« Salus publica suprema lex. »Le troisième des quatre premiers premiers tracts de la Rose Blanche a aussi été écrit à l'été 1942 par deux étudiants allemands de Munich : Alexander Schmorell et Hans Scholl. Il s'agit toujours de la réaction spontanée de deux jeunes, essentiellement intellectuelle, face à la politique criminelle du gouvernement de leur temps, à une époque où tant d'Allemands se voilaient la face, mais ce tract appelle plus concrètement à la « résistance passive ».
Toute conception
idéale de l'État est utopie. Un État ne peut pas être édifié d'une façon
purement théorique ; il doit se développer et arriver à maturité comme un
individu. Il ne faut cependant pas oublier qu'à la naissance de chaque
civilisation préexiste une forme de l'État. La famille est aussi vieille que
l'humanité, et c'est en partant de cette première forme d'existence
communautaire que l'homme raisonnable s'est constitué un État devant avoir pour
base la justice, et considérer le bien de tous comme une loi primordiale.

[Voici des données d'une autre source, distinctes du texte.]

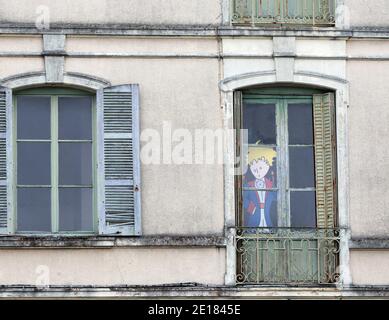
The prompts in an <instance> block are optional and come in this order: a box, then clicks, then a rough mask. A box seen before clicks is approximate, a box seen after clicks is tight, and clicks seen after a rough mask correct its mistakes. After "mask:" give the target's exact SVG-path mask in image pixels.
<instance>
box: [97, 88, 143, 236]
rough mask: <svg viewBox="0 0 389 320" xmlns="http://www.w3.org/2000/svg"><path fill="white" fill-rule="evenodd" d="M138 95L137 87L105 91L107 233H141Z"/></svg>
mask: <svg viewBox="0 0 389 320" xmlns="http://www.w3.org/2000/svg"><path fill="white" fill-rule="evenodd" d="M138 92H139V91H138V86H136V85H123V86H117V87H111V88H106V89H104V91H103V118H104V136H103V139H104V180H105V183H104V185H105V188H104V198H105V202H104V204H105V210H104V227H103V228H102V231H103V233H104V234H116V235H137V234H140V190H139V188H140V174H139V173H140V172H139V99H138V97H139V93H138Z"/></svg>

L'ordre politique doit présenter une analogie avec l'ordre divin, et la
civitas dei est le modèle absolu dont il lui faut, en définitive, se
rapprocher. Nous ne voulons émettre ici aucun jugement sur les différentes
constitutions possibles : démocratie, monarchie constitutionnelle, royauté,
etc. Ceci seulement sera mis en relief : chaque homme a le droit de vivre dans
une société juste, qui assure la liberté des individus comme le bien de la
communauté. Car Dieu désire que l'homme tende à son but naturel, libre et
indépendant à l'intérieur d'une existence et d'un développement communautaires
; qu'il cherche à atteindre son bonheur terrestre par ses propres forces, ses
aptitudes originales.
Notre « État » actuel
est la dictature du mal. On me répondra peut-être : « Nous le savons depuis
longtemps, que sert-il d'en reparler ? » Mais alors, pourquoi ne vous
soulevez-vous pas, et comment tolérez-vous que ces dictateurs, peu à peu,
suppriment tous vos droits, jusqu'au jour où il ne restera rien qu'une
organisation étatique mécanisée dirigée par des criminels et des salopards ?

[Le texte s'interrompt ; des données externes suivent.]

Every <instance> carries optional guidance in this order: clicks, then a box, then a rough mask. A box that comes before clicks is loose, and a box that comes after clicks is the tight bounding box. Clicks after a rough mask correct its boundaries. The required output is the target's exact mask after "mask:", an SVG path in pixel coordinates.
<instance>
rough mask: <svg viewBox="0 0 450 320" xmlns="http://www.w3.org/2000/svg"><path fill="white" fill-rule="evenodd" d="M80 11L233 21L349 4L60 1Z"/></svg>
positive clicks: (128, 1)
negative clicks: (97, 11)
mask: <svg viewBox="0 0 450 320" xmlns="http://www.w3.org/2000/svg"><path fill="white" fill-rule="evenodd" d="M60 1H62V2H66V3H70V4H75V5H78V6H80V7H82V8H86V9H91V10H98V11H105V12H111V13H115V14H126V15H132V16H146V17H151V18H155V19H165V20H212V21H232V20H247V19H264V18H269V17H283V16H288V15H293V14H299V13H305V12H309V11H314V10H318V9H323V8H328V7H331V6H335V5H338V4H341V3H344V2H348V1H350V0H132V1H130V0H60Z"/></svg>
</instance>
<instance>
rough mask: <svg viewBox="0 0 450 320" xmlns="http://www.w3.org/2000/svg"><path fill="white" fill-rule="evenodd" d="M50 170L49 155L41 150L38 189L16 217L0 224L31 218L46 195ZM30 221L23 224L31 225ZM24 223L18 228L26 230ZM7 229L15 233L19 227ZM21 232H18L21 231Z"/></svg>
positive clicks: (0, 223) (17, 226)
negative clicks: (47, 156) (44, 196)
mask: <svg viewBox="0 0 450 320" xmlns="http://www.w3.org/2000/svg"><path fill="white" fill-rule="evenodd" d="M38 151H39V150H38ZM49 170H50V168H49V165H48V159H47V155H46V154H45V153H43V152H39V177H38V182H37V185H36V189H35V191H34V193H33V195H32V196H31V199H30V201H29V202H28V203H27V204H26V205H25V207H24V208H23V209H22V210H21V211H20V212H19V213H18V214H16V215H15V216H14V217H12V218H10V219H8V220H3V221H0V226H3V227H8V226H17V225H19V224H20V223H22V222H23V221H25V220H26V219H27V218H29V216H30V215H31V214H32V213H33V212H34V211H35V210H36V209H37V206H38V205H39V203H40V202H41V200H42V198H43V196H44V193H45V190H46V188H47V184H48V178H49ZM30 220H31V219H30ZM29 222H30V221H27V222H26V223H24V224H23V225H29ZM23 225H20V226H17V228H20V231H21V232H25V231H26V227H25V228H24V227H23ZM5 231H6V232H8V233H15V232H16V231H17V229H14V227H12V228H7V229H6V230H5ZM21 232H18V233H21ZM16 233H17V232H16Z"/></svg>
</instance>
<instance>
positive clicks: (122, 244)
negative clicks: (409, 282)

Êtes-vous à ce point abrutis pour oublier que ce n'est pas seulement votre
droit, mais aussi votre devoir social, de renverser ce système
politique ? Qui n'a plus la force de faire respecter son droit, doit, en toute
nécessité, succomber. Nous mériterons de nous voir dispersés sur la terre,
comme la poussière l'est par le vent, si nous ne rassemblons pas nos forces et
ne retrouvons, en cette douzième heure, le courage qui nous a manqué jusqu'ici.

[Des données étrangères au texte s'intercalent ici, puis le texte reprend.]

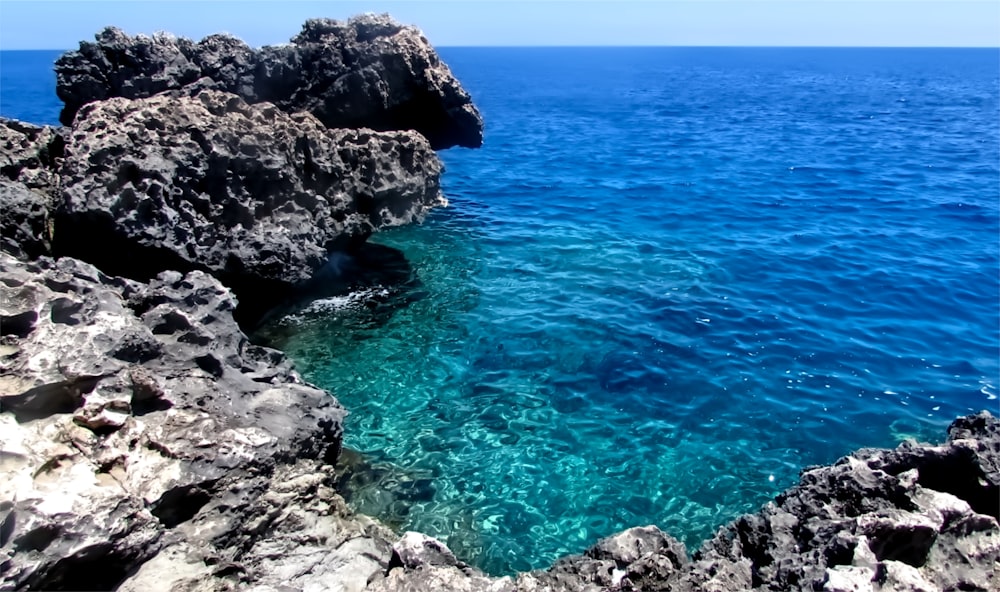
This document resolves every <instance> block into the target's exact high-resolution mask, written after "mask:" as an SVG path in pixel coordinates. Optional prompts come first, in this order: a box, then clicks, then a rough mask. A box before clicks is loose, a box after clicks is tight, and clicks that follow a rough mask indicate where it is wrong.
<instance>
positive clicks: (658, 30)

Ne cachez pas votre lâcheté sous le couvert de l'intelligence. Votre faute
s'aggrave chaque jour si vous tergiversez et cherchez des prétextes pour éviter
la lutte.
Beaucoup, peut-être la
plupart des lecteurs de ces feuilles, se demandent de quelle façon rendre
effective une résistance. Ils n'envisagent pas de possibilités. Nous allons
vous montrer que chacun est en mesure de coopérer à l'abolition de ce régime.
Ne préparons pas la chute de ce «gouvernement» par une opposition individuelle,
comme des ermites déçus. Il faut au contraire que des hommes convaincus et
énergiques s'unissent, parfaitement d'accord sur les moyens à employer pour
atteindre notre but. Nous n'avons guère à choisir entre ces moyens, un seul
nous est donné : la résistance passive.
Cette résistance n'a
qu'un impératif : abattre le National-Socialisme. Ne négligeons rien pour y
tendre. Il faut atteindre le nazisme partout où cela est possible.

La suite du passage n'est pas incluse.